Uncertainty abounds, Paxton utilizes it to heighten suspense as days go by and the family fractures further. Nightmarish images arrive as reality conjures its own form of fear through the self-harm Betsey endures while lost in whatever stupor continues wreaking havoc. And we’re left wondering what, if anything, can save them. Because while Betsey and Holly ask the big questions, everyone else repurposes them to fit their own petty First World problems. To them the world is the tiny bubble in which they walk. To Betsey and Holly it’s a vast ecosystem in which they’re a single grain of sand. Glimpsing the blood-red moon above is thus an overwhelming experience for them that proves mankind’s existence is inarguably inconsequential. The rest don’t bother looking up.

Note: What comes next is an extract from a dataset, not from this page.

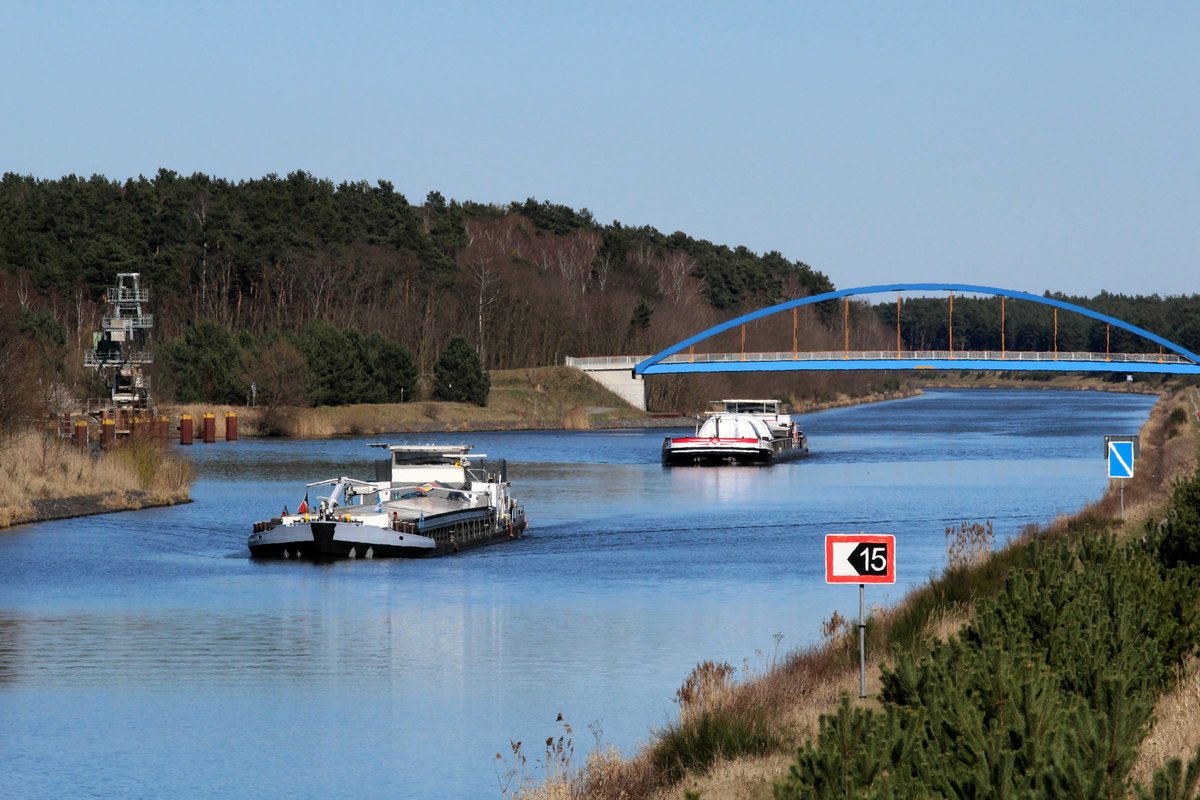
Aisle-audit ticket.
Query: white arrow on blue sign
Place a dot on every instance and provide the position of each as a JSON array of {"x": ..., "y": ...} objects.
[{"x": 1120, "y": 459}]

There are many comparison points to be made between Paxton’s debut and that of Rose Glass’ Saint Maud—for better or worse, depending on your opinion of the latter. A sense of dread and ambiguity are at the forefront, albeit less volatile in its import when there are more characters to worry about here. It’s easy to forget the bigger-picture ramifications of what Betsey says when we’re so invested in the familial strife. While this truth allows a mother’s love to become the accelerant needed to restart our world, it unfortunately also leaves the equally compelling dynamics shared between Holly and both Isabelle and June by the wayside. The conclusion is thus less incendiary than it is melancholy.
That’s not to say A Banquet‘s success is necessarily inferior. It is its own beast that excels upon its different path by needing two believers to ultimately find its resolution. The intimacy that demands is where the film shines; it forces Holly to make a choice. Is it more important to believe Betsey and this notion of a fresh start? Or to believe that her daughter is mentally unstable and in need of help elsewhere so that the rest of them can continue with their reductively hollow, listless lives? All four main actors deliver great performances as they choose their respective paths forward. Stokes and Duncan look to survive today; Alexander and Guillory hope to survive tomorrow. It’s one life versus billions either way.
A Banquet premiered at the Toronto International Film Festival and will be released by IFC Midnight.